Sun Crest Peaches
(Prunis persica)
There has always been something a bit too sensuous about a peach to keep its admirers on the straight and narrow. Sooner or later their relationship to a peach becomes physical and their admiring smiles tighten into a leer. Even the splendid and lyrical Epitaph for a Peach by David Masamoto gets slightly creepy as he describes eating a Sun Crest peach: “Sun Crest is one of the last remaining truly juicy peaches. When you wash that treasure under a stream of cooling water ...your mouth waters in anticipation. You lean over the sink to make sure you don't drip on yourself. Then you sink your teeth into the flesh, and the juice trickles down your cheeks and dangles on your chin.”
I can speculate at some length about why peaches, in particular, have this effect. I can point out its curvaceous outline; its lip-like groove; its terry-cloth fuzzy robe and its enchanting perfume as charms. But I think that the Siren-like appeal of a ripe peach is its flesh. Unlike other fruits peaches yield to the most tender of bites but a knife can make crisp-looking slices. And once in the mouth a ripe peach explodes into a sweet elixir while retaining just enough texture that it’s nobody’s snow cone. That peachy quality of yielding, juice-filled flesh is called “melting flesh” by botanists and while the science explaining this characteristic isn’t sensual it is sexy.

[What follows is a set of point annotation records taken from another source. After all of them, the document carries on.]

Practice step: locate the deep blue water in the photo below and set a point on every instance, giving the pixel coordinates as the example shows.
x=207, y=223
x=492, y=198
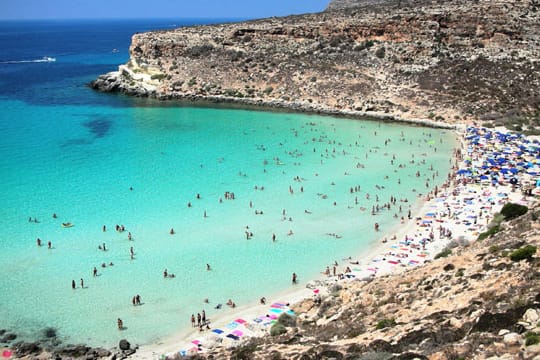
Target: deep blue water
x=83, y=49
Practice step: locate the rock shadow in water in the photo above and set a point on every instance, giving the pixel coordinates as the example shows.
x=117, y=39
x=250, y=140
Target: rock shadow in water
x=98, y=127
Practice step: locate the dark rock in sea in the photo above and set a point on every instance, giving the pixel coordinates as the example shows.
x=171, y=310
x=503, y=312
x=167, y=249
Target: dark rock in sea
x=49, y=332
x=24, y=348
x=124, y=345
x=98, y=127
x=8, y=337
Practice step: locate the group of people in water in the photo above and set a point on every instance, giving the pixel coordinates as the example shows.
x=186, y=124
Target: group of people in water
x=303, y=189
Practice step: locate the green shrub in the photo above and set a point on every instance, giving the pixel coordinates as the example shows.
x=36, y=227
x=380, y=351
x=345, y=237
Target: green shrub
x=277, y=329
x=385, y=323
x=531, y=339
x=444, y=253
x=512, y=211
x=524, y=253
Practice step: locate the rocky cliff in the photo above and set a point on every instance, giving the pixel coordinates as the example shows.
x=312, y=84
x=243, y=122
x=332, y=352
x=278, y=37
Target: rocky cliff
x=480, y=302
x=451, y=60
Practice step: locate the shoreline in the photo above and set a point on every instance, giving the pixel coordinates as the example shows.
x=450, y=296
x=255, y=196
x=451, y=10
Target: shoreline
x=295, y=296
x=274, y=105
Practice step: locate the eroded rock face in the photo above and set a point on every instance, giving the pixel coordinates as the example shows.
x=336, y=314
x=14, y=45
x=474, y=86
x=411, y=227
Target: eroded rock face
x=410, y=58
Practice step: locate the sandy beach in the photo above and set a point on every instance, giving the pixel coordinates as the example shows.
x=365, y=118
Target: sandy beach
x=452, y=214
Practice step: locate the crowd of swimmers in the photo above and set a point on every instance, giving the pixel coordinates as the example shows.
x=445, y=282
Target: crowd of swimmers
x=228, y=195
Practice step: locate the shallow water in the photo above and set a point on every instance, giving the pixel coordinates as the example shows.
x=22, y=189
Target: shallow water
x=70, y=151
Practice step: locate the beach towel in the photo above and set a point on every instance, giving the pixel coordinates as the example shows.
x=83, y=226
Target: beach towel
x=237, y=333
x=231, y=325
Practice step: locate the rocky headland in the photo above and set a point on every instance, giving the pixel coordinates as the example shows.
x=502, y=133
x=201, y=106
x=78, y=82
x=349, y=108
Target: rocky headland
x=449, y=61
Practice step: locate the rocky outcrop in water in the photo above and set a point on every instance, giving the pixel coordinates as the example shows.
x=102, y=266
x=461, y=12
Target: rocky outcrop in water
x=450, y=60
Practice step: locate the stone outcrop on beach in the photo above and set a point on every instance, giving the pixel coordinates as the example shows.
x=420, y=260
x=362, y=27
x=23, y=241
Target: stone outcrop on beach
x=479, y=302
x=452, y=61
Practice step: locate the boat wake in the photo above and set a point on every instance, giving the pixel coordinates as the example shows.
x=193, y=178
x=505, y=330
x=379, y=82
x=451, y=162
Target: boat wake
x=43, y=59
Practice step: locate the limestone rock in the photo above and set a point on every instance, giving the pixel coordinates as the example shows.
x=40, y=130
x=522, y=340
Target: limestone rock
x=532, y=316
x=124, y=345
x=512, y=339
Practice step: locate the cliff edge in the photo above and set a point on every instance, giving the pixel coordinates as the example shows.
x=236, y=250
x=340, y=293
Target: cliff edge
x=452, y=61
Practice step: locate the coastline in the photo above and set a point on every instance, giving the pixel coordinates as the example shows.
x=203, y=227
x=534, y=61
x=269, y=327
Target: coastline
x=294, y=296
x=274, y=105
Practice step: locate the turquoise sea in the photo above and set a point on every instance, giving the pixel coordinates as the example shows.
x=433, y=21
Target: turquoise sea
x=99, y=159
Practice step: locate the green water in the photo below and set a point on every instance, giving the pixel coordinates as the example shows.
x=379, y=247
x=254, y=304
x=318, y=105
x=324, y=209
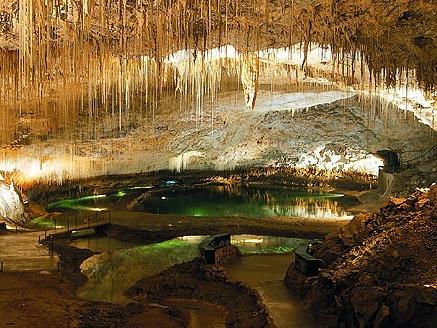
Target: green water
x=94, y=203
x=111, y=273
x=248, y=201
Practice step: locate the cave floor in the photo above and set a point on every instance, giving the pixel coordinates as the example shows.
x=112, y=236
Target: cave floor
x=265, y=273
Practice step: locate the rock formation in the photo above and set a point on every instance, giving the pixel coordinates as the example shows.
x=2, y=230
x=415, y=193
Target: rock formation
x=381, y=269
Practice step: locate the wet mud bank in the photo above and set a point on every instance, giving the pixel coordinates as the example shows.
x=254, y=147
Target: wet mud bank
x=195, y=281
x=381, y=268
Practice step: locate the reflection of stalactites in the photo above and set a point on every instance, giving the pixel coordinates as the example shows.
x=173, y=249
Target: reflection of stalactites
x=249, y=77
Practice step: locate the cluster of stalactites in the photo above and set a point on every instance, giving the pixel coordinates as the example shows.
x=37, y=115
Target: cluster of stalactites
x=112, y=51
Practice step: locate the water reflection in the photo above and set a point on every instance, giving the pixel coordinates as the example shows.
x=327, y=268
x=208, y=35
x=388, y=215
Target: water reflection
x=250, y=201
x=111, y=273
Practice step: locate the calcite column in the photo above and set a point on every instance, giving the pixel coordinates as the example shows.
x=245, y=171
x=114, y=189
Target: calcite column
x=249, y=77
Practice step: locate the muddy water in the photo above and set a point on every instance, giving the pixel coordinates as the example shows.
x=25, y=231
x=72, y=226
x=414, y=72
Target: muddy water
x=202, y=314
x=119, y=267
x=265, y=273
x=21, y=251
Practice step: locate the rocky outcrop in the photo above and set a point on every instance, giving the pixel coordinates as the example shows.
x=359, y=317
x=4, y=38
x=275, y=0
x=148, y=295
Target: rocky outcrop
x=192, y=280
x=381, y=268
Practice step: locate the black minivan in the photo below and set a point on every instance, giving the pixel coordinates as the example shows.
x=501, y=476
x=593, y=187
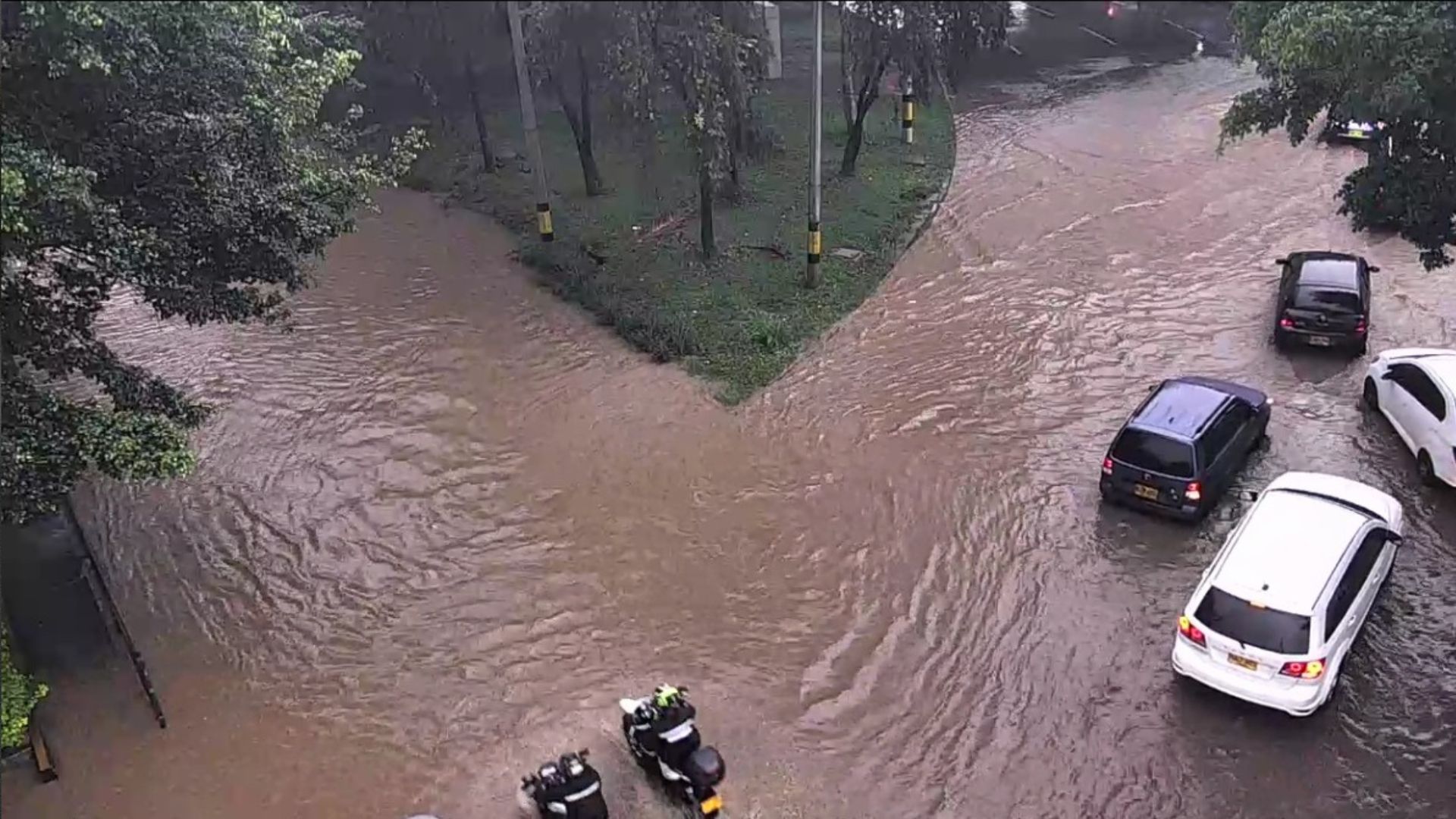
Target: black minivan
x=1324, y=300
x=1184, y=445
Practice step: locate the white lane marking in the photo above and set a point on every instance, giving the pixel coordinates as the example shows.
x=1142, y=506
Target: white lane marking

Peaches are a climacteric fruit, which means that the ripening process is triggered and driven by a plant hormone called ethylene. Peaches make this hormone in the fruits themselves at a point in their development. Ethylene is a gas and it permeates the peach tissues triggering a larger number of events that are collectively observed as the ripening process. For example, ethylene speeds the destruction of green-colored chlorophyll in peach skin allowing the yellow-colored carotenoid pigments to shine (if it’s a yellow peach). Ethylene also pushes along the production of sugars and the elimination of acids which both contribute to the sensory perception of “sweetness.” Ethylene plays a role, too, in softening the fruit’s flesh through an enzyme reaction that breaks down the cell wall structure in the fruit. As this enzyme reaction gains speed the peach’s flesh softens or “melts” suffusing the flesh with aromatic juices.
Recently plant geneticists have identified the peach gene responsible for the melting flesh characteristic and have given it the dubious abbreviation, “MF.” It turns out that some peach varieties have an absent or silent MF gene and thus remain firm despite being ripe. And there are probably variants of the MF gene to explain why some peaches “melt” more than others. To my knowledge the Sun Crest MF gene has not been sequenced but when scientists do I suggest that they lean over a sink.
These Sun Crest peaches were organically grown in my garden in the Valley of the Moon, Sonoma County.